Long Centurys

Thoughts from Jack Lynch regarding separating things into literary periods


via email on the C18-L list 12/6/01

Few ages have clear boundaries between them; even big, obvious dates like 1660 (Restoration), 1688/89 (Glorious &c.), 1700 (new century and death of Dryden), 1789 (French &c.), and 1798 (_Lyrical Ballads_) — they seem to be favorite termini a quo et ad quem for anthologies and survey courses-are nothing more than convenient but arbitrary dates.

I love questions like this, in both research and teaching. I like to begin 18th-c. courses by talking about what “18th c.” means-our notorious “long” century, and why we divide things into periods at all. I spent part of our first class this semester talking with my graduate students about the different kinds of epochal markers we use (political, literary, &c.). To make the problem more tangible, I like to ask when the American eighties began and ended (far enough away to have historical shape, near enough to be remembered).
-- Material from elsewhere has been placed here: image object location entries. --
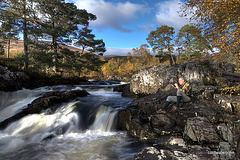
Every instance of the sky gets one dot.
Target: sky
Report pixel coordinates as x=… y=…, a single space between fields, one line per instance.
x=125 y=24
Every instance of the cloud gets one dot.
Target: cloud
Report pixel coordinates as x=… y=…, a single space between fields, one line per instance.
x=167 y=13
x=117 y=51
x=113 y=15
They realize 1 January 1980 and 31 December 1989 aren’t really satisfying, and start suggesting other kinds of boundaries: the Reagan and Bush years (or was George I of the ’90s?); the Sex Pistols’ first album through Nirvana’s Nevermind; that sort of thing.I raised the question of when America’s twenty-first century started, and we agreed that in 2001 we really can’t tell-some epochal event may be right around the corner, making 2007 or 2014 the place from which new calculations begin.

That was on 4 September 2001. Class met again two weeks later, when a student began by saying, “I guess we know now when the twenty-first century really began.”

This was just so well put that I had to save it.